The sun is still daily beating down on us. The trails at work are dried up and cracking. The ditch I used to have to ford or wade through I now just walk over, it's dry too.
On the trail to work someone has planted a little patch of vegetables. Guerrilla gardening. Like the sun that sneaks up, ramps it up to full while we sleep. Guerrilla sun.
I can no longer dig deeply enough to find worms to feed to the little snakes. Next door to us a tree has turned yellow, then brown, then dropped its leaves. Some of the Parks may have to be closed because of the hazard of fire. Time passes so quickly, time passes so slowly.
This morning I needed bananas.
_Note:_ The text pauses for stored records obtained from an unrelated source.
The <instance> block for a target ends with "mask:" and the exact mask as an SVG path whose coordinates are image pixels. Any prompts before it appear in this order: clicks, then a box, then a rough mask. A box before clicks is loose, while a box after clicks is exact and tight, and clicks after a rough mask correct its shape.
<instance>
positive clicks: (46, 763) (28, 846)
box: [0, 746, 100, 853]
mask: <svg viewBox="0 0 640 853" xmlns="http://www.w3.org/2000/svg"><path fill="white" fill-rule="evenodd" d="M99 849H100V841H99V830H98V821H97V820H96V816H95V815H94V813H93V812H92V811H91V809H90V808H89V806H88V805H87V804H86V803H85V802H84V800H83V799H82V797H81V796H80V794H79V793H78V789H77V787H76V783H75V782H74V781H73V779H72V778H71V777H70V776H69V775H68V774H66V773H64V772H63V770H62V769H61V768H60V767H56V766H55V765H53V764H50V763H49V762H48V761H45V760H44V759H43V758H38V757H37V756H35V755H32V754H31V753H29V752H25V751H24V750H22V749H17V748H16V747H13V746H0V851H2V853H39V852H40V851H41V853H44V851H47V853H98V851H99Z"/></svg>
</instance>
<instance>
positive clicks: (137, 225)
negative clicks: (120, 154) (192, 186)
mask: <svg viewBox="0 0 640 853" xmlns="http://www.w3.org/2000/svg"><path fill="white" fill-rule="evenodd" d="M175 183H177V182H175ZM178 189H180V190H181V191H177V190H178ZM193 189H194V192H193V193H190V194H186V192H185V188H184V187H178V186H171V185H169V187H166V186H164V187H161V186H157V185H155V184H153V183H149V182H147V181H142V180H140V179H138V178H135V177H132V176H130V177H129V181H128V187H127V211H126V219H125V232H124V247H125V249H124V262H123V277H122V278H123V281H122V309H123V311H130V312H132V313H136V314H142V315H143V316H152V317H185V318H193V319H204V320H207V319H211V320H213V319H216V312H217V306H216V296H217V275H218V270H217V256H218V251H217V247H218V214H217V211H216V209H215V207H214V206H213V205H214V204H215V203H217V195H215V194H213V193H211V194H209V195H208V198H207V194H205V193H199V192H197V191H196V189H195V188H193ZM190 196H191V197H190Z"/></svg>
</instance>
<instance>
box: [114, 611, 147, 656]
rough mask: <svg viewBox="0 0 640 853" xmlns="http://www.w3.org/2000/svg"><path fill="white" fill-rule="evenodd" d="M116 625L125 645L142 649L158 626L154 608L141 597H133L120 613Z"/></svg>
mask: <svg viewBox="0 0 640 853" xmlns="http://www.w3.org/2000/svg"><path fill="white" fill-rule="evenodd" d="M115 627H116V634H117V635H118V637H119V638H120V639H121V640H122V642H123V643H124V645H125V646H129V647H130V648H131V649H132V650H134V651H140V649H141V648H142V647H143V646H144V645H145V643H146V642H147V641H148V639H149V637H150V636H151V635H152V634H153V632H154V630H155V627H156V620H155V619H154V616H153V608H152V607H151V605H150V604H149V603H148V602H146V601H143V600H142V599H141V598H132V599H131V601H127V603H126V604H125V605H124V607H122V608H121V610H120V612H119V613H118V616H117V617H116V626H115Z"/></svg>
I have to eat bananas because of the blood pressure pills, but I ran out days ago. In this heat they speckle up almost overnight. I crossed the road to the greengrocer's opposite the Park, it was ten to nine.
'Are you open?' I ask,
'Yes,' says the man, but they're not. Yes is just the English word he knows.
I go and sit on the verge, watching the sky and the trees, watching the ballet of set-up as the man and then a woman and then ever increasing numbers of Chinese people appear from nowhere and scoop up pallets with fruit and vegetables, scoop them with the arms of miniature forklifts, set down, rotate, align, assemble.
Other customers gather and from time to time, the man who knows the word 'yes' smiles as he passes me and says, 'sorry,' but he isn't.
I think I'll go back later, but I never do. I wilt although my office is cool. I feel like I'm the only person to discover that if you keep the lights off and open the windows, the room stays cooler.